Former President Barack Obama hated Joe Biden’s rambling speeches and once passed a note to a staffer that said “Shoot. Me. Now.” while his former VP was giving an address, according to a new book.
The new book, by New York Magazine national correspondent Gabriel Debenedetti, gives an inside look at the relationship between the two men during the Obama administration.
The book highlights that Obama was annoyed by Biden’s content rambling, which has long been criticized by conservatives.
In recent years, Biden has become a weak public speaker but Obama couldn’t turn the channel like the rest of us.
According to the book, Obama would frequently tap Biden on the arm to tell him to stop talking.
The Daily Mail got an early copy of the book and reported: “As Obama saw it, Biden tended to ‘ramble, clearly loving every minute of it.’
“Obama told his close advisor David Axelrod: ‘Joe Biden is a decent guy but man, that guy can just talk and talk. It’s an incredible thing to see.’

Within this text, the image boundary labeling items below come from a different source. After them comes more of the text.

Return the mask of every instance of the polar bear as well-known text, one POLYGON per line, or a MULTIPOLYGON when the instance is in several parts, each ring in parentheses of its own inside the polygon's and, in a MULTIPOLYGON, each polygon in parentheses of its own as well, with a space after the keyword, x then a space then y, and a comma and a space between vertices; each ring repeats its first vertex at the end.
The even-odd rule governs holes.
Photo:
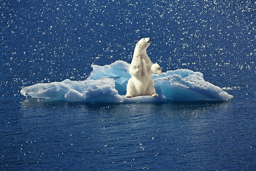
POLYGON ((160 74, 162 69, 158 64, 152 64, 146 54, 146 48, 150 44, 150 38, 142 38, 136 44, 130 67, 132 78, 127 84, 126 98, 138 96, 158 96, 150 76, 156 73, 160 74))

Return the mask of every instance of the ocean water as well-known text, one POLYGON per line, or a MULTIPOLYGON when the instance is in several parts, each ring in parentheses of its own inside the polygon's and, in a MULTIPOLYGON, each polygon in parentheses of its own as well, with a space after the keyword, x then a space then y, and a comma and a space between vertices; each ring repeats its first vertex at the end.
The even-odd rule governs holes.
POLYGON ((249 170, 256 156, 254 0, 2 0, 0 170, 249 170), (228 101, 90 104, 20 94, 130 63, 200 72, 228 101))

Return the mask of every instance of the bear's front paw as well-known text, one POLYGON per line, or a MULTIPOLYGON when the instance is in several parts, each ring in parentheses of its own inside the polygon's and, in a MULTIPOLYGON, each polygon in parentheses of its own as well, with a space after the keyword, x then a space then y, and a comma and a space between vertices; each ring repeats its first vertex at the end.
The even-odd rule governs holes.
POLYGON ((156 98, 156 97, 158 97, 158 94, 156 93, 156 94, 152 94, 152 96, 151 96, 156 98))
POLYGON ((132 94, 126 94, 126 98, 132 98, 132 94))
POLYGON ((162 72, 162 69, 160 66, 158 66, 158 67, 156 67, 156 73, 158 73, 158 74, 161 74, 162 72))

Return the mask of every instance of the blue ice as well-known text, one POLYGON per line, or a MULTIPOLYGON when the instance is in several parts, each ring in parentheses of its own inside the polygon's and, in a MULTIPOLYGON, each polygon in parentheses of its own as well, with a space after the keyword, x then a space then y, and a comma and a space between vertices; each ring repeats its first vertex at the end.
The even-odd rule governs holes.
POLYGON ((129 64, 118 60, 109 65, 92 66, 93 70, 84 81, 67 79, 61 82, 39 83, 22 88, 20 93, 49 101, 90 103, 225 101, 233 98, 220 88, 206 82, 202 73, 184 69, 152 76, 158 97, 126 98, 126 86, 131 78, 129 64))

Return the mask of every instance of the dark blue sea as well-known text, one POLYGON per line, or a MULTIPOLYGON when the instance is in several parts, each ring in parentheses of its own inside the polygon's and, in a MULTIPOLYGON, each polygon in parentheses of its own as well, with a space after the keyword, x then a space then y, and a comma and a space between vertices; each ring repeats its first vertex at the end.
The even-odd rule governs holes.
POLYGON ((254 170, 252 0, 0 1, 0 170, 254 170), (130 63, 136 42, 163 72, 188 69, 228 101, 45 101, 23 88, 82 81, 130 63))

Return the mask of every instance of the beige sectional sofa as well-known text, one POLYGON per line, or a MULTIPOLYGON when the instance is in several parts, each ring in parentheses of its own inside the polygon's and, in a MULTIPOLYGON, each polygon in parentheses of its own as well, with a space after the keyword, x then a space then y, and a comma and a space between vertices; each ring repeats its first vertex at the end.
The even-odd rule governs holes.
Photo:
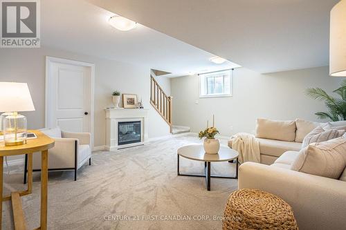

“Obama said that he felt Biden represented a generation of Senators who had ‘overseen Washington’s decline into impracticality.’
“When Biden held court during George W. Bush’s confirmation hearings for secretary of state nominee Condoleezza Rice, Obama gave a staffer a note saying: ‘Shoot. Me. Now,’ the book claims.
“In early 2007 Biden further damaged his relationship with Obama with an interview in the New York Observer in which he called him the ‘first mainstream African American who is articulate and bright and clean and a nice looking guy.’
“…Biden ‘rolled his eyes behind Obama’s back at his aloofness and glad-handing with fellow pols.’
“For his part, Obama sighed when Biden went on too long in meetings, occasionally tapping him on the arm to shut him up – and sometimes in public, the book claims,” The Mail reported.
The blurb for the book says:
“Delving far deeper than the simplistic “bromance” narrative that’s long held the public eye, The Long Alliance reveals the past, present, and future of the unusual partnership, detailing its development, its twists and turns, its ruptures and reunions, and its path to this pivotal moment for each man’s legacy.
“The true story of this relationship, from 2003 into 2022, is significantly more layered and consequential than is widely understood.
“The original mismatch between the veteran Washington traditionalist and the once-in-a-generation outsider has transformed repeatedly in ways that have molded not just four different presidential campaigns and two different political parties, but also wars, a devastating near-depression, movements for social equality, and the fight for the future of American democracy.
“The bond between them has been, at various times over the past two decades, tense, affectionate, nonexistent, and ironclad ― but it has always been surprising.
“Now it is shaping a second presidential administration, and the future of the world as we know it.”